An extensive trial on experimental Alzheimer’s drug developed by AstraZeneca and Eli Lilly just started, company officials announced on Monday.
The drug is supposed to slow down the memory –depriving disease, but promising as it sounds, the approach is still considered risky.
The trial, called AMARANTH, will be conducted on more than 1,500 patients in 15 countries, diagnosed with early Alzheimer’s, the first patient being already enrolled in the program.
The study will focus on phase II/III of the disease and should be completed by May 2019. AZ company officials said the drug could bring $5bn-a-year, if trials are deemed successful.
AstraZeneca was the initial developer of the drug but signed an agreement with Lilly in September for the product, known as AZD3293 or LY3314814. The medicine acts as an inhibitor of the enzyme called beta secretase, the culprit producing beta-amyloid, a protein that leads to brain plaques.
Lilly encountered complications with a previous BACE inhibitor contender – called LY2886721, trials at the time showing liver abnormalities in patients taking the drug.
The study will consist of two biomarker groups, one to be submitted to positron emission tomography (PET) scanning at trial admission and during the study, another that will use lumbar puncture for CSF sampling.
Merck & Co presently considered the leading company in the BACE inhibitor field, has stated its plans for a Phase III trial a year ago. Another company competing in the race for treating Alzheimer is Novratis, planning to start a combination trial in 2015.
Oral drugs to block beta secretase are now the main direction of research after an injectable class of medicines intended to eliminate plaque once it has already formed, let down in studies conducted by Pfizer and Eli Lilly in 2012.

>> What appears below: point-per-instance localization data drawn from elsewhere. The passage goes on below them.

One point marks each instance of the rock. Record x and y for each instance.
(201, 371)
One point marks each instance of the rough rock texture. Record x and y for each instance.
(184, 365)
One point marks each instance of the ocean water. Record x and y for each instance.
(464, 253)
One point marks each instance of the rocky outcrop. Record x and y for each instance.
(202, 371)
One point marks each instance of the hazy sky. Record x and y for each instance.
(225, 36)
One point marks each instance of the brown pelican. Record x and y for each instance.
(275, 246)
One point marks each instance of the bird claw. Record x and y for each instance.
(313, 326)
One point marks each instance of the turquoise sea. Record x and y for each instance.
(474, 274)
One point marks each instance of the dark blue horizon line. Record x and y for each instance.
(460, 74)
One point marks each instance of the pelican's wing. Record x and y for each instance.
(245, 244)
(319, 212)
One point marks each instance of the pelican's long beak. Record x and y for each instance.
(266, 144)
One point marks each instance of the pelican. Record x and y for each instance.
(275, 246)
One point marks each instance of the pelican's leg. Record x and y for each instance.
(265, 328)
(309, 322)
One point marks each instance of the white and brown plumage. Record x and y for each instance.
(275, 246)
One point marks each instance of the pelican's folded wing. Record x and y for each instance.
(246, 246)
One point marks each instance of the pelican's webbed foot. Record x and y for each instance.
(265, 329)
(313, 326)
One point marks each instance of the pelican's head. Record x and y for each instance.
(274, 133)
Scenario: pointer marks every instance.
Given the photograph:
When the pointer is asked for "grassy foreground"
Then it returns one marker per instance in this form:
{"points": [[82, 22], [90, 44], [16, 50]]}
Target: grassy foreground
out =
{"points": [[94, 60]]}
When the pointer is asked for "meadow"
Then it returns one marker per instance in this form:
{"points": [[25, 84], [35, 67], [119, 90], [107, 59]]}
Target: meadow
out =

Medical researchers suspect that giving drugs earlier in the course of the disease might increase their effectiveness in decelerating cognitive and memory degeneration. The majority of analysts agrees that this type of Alzheimer’s programs as very high risk and have little chances of success.
Alzheimer’s disease, is a deadly illness, one of the most ordinary forms of dementia, making up 60% to 80% of dementia cases. Approximately 5 billion Americans over 65 years old suffer from Alzheimer’s. Currently US spends about $203 billion a year in direct expenses related with Alzheimer’s disease. In the absence of a major breakthrough in pharmaceutical research in this area, this expenditure will reach over $1 trillion by 2050.